When market insight never reaches authority

The company was the market leader for a product.

That position rested on dominant distributor partnerships.
The model had worked for years.

A new analyst joined the FP&A team.

His remit was reporting.
Not commercial strategy.

While preparing a routine monthly report, a pattern stood out.

No one asked him to pursue it.
He did anyway.

He consolidated internal sales data.
He pulled external market data.
He analysed distributor share trends.

On his own initiative.

The signal was clear.

The distributors underpinning the product’s leadership were already losing share.
The decline was recent.
The acceleration was visible.

If the trend continued, distributor dominance would erode within two years.

He included the analysis in the report. He added recommendations.

He flagged it to his FP&A manager. Nothing happened.

He escalated to his N+2.

Both understood the insight.

Neither owned commercial outcomes.
Neither was accountable for the product’s results.

Ignoring the insight carried no personal cost.
Raising it would create discomfort upstream.

The choice was rational.

The insight was acknowledged.
Labelled “interesting.” Filed.
Not escalated.

It stopped there.

Acting early would have challenged the distribution model.
It would have disrupted entrenched partnerships.
It would have forced uncomfortable decisions.

Waiting was easier. So the system waited.

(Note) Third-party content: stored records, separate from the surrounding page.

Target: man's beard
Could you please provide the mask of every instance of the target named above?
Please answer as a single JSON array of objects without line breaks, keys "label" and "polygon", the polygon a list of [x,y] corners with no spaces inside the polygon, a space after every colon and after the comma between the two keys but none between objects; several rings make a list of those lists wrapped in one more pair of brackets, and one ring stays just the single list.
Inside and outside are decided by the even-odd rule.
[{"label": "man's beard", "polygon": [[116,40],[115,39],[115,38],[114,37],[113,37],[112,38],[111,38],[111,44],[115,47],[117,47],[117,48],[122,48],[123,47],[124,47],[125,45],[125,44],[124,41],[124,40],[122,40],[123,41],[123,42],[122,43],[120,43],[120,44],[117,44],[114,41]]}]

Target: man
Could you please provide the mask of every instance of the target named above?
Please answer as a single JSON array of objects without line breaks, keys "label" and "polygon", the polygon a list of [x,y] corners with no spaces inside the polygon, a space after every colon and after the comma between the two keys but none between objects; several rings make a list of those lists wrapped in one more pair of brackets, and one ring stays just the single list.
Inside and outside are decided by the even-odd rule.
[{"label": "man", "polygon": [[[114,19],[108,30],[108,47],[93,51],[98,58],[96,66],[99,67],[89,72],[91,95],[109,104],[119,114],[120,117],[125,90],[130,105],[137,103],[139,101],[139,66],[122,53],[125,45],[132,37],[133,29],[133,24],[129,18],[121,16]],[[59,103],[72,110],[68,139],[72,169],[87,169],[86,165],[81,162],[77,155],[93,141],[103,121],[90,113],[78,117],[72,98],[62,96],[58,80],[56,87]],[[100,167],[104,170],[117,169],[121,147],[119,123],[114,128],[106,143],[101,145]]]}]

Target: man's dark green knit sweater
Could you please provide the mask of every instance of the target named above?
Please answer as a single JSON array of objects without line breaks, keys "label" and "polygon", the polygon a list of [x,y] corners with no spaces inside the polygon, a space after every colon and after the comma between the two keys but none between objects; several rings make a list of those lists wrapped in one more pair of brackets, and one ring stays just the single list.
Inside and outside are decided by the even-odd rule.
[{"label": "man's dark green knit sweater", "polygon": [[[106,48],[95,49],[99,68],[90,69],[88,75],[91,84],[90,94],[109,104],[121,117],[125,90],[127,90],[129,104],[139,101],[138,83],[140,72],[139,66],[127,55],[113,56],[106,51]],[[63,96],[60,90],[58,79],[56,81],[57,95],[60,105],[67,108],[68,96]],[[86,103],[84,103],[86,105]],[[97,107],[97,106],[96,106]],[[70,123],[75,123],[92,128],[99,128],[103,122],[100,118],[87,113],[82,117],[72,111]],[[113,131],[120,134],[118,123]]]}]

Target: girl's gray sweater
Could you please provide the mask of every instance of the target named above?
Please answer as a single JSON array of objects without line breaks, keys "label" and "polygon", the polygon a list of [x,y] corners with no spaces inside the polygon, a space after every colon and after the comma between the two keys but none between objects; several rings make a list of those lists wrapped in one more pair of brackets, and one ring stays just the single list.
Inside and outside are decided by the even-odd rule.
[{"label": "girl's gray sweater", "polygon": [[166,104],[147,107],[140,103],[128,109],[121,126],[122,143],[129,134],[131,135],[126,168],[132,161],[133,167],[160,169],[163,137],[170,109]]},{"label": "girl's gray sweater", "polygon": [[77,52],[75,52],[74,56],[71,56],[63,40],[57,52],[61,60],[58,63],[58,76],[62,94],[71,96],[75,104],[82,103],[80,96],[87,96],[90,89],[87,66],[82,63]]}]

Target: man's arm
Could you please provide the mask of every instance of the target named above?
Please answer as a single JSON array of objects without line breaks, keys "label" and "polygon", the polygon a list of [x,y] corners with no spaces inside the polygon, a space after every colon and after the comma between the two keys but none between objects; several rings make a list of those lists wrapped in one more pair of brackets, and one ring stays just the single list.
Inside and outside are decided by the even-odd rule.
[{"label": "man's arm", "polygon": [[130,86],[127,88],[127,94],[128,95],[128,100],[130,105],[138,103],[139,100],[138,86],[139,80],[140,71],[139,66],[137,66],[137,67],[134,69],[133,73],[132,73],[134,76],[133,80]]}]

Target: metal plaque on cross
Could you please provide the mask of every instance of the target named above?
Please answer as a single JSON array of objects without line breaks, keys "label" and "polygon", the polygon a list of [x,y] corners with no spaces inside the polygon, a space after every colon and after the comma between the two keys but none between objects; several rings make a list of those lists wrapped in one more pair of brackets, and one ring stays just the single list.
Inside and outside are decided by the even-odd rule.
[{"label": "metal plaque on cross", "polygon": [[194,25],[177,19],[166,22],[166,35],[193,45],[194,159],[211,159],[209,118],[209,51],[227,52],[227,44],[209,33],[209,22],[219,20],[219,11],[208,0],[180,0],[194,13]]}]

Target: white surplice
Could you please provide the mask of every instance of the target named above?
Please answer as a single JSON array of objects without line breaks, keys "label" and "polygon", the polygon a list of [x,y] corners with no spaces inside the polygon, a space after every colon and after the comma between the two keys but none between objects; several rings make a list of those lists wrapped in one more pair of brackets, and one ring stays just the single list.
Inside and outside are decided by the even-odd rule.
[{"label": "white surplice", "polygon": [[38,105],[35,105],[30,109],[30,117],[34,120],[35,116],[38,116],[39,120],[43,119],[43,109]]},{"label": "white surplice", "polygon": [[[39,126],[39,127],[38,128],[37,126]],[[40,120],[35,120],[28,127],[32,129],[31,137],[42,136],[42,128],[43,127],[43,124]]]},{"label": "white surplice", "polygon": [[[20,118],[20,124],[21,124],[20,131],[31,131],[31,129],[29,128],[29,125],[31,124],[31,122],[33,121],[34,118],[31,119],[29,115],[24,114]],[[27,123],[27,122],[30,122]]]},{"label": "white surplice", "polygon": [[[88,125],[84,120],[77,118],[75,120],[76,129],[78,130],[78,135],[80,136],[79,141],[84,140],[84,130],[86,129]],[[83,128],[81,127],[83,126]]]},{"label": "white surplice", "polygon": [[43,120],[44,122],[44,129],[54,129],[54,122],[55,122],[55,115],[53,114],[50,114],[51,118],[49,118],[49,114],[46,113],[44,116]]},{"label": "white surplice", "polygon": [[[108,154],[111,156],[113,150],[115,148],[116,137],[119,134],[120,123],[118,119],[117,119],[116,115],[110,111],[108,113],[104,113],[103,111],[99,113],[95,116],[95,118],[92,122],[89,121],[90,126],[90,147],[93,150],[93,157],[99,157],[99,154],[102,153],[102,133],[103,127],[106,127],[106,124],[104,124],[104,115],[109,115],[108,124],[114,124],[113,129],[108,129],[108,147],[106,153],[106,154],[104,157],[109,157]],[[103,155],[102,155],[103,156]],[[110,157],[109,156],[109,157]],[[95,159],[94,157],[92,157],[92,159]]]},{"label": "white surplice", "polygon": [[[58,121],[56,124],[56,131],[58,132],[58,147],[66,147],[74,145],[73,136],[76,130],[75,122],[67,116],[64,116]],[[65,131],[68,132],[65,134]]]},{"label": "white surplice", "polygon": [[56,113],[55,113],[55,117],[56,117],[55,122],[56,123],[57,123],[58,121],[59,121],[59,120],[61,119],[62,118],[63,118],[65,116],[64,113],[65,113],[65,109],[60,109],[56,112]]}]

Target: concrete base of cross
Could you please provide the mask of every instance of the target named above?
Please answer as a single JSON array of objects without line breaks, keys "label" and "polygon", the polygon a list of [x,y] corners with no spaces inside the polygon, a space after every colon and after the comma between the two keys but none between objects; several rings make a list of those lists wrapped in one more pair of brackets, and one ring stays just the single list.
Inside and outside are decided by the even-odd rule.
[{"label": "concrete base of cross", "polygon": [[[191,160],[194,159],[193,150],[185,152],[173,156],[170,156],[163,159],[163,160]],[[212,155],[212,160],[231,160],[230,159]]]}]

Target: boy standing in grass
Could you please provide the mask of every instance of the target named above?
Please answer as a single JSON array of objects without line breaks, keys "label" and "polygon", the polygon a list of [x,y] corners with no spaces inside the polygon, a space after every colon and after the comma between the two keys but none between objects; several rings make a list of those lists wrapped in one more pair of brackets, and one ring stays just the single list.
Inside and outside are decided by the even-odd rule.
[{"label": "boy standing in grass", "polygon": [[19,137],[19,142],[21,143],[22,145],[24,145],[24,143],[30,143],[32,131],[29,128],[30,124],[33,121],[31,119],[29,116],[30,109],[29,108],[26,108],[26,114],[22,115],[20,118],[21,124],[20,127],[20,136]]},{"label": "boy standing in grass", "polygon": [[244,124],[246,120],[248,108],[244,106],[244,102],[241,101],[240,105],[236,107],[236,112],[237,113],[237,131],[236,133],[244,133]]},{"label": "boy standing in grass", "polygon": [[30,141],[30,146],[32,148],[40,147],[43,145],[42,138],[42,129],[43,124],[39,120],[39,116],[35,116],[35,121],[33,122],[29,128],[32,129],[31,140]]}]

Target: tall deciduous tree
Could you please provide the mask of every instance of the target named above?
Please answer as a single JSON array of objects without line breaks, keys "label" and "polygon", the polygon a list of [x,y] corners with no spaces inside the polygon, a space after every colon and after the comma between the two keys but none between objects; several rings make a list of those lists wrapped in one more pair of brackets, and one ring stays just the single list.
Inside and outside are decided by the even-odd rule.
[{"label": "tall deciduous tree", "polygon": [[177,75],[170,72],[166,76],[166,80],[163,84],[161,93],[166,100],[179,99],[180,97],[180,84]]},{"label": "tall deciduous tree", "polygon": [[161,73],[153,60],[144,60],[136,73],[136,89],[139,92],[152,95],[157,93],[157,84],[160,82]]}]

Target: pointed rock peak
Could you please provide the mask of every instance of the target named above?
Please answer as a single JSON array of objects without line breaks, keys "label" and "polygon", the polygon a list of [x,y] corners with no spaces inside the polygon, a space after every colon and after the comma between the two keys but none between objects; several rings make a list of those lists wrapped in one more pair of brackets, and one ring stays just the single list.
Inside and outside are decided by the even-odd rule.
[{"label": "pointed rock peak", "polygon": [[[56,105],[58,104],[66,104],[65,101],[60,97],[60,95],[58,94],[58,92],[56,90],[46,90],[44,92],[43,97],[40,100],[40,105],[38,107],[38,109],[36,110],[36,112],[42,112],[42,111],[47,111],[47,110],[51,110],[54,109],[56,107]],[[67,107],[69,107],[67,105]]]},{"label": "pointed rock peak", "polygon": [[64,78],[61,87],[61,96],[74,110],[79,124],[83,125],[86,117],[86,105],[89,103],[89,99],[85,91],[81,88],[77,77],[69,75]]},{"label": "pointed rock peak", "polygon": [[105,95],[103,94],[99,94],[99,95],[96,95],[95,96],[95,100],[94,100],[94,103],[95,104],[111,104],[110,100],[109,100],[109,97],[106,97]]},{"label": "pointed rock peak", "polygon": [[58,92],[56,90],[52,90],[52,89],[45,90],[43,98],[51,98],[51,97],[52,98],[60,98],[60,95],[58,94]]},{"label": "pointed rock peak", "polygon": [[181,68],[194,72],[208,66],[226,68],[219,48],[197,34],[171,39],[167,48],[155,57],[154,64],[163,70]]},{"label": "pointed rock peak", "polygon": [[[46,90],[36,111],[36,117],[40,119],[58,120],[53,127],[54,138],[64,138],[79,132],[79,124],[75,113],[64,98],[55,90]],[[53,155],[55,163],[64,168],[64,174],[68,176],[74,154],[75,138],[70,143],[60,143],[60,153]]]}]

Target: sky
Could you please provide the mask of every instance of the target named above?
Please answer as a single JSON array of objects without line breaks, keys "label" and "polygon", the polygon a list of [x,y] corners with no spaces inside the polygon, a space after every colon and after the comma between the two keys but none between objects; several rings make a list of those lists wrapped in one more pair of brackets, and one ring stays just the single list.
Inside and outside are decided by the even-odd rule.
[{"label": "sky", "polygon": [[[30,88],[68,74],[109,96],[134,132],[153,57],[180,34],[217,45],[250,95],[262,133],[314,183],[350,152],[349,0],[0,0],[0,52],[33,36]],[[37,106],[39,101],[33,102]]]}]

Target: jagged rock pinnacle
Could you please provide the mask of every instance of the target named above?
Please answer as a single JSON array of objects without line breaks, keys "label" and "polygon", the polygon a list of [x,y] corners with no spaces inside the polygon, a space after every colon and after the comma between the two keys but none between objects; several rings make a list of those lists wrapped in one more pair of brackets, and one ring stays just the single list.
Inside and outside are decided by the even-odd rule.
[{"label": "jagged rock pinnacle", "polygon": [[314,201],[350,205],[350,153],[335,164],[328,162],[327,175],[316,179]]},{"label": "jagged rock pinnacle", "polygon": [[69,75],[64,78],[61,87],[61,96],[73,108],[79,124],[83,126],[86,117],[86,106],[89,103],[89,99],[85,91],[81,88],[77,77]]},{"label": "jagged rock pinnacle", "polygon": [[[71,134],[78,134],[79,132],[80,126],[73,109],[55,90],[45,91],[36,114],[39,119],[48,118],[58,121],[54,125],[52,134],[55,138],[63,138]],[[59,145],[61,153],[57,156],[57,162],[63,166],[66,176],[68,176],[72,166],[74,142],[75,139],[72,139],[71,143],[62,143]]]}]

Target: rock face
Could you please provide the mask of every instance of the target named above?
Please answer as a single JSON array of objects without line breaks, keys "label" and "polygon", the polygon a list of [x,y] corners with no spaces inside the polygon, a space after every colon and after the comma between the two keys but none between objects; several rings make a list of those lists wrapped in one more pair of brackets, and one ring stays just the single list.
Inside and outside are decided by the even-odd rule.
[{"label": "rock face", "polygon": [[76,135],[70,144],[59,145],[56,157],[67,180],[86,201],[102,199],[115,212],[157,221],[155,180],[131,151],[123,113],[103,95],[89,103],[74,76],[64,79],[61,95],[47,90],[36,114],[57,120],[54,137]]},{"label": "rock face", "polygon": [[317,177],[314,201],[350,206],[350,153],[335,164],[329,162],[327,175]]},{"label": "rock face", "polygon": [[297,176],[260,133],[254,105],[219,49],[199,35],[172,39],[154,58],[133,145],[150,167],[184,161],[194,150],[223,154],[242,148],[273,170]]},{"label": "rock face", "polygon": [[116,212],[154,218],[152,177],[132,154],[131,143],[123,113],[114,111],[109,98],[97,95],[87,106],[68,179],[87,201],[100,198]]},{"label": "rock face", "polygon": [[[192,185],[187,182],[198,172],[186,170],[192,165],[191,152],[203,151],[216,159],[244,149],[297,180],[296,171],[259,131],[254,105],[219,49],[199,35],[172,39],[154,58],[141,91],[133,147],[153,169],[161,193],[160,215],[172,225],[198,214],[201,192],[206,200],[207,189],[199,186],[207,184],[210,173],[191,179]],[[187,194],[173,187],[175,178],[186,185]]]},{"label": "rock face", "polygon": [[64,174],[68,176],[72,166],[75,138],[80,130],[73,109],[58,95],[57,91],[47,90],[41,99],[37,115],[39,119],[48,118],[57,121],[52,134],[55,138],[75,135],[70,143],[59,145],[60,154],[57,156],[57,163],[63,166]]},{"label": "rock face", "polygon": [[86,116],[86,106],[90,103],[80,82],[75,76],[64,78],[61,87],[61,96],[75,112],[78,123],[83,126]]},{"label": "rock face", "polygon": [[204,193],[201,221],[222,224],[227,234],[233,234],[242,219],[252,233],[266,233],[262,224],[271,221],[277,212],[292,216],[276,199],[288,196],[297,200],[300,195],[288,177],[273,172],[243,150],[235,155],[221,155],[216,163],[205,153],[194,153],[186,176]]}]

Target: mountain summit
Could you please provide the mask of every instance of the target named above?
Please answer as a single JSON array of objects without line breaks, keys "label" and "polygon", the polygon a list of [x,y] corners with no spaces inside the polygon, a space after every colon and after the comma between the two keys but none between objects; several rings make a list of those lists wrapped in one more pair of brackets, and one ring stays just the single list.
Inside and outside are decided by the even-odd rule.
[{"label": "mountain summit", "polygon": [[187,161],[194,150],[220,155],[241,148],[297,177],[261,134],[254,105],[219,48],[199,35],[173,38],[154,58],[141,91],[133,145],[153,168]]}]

Within a year, distributor sales collapsed. The product’s market share followed.

Leadership was lost. It never returned.

This was not a failure of intelligence.
The insight was correct.

It was not a failure of effort.
The work was done.

It was a failure of design.

The insight existed.
Authority did not.

Those who saw the risk bore no consequence for inaction.

When insight creates discomfort but not obligation, it does not travel upward. And the organisation pays for what it chose not to confront.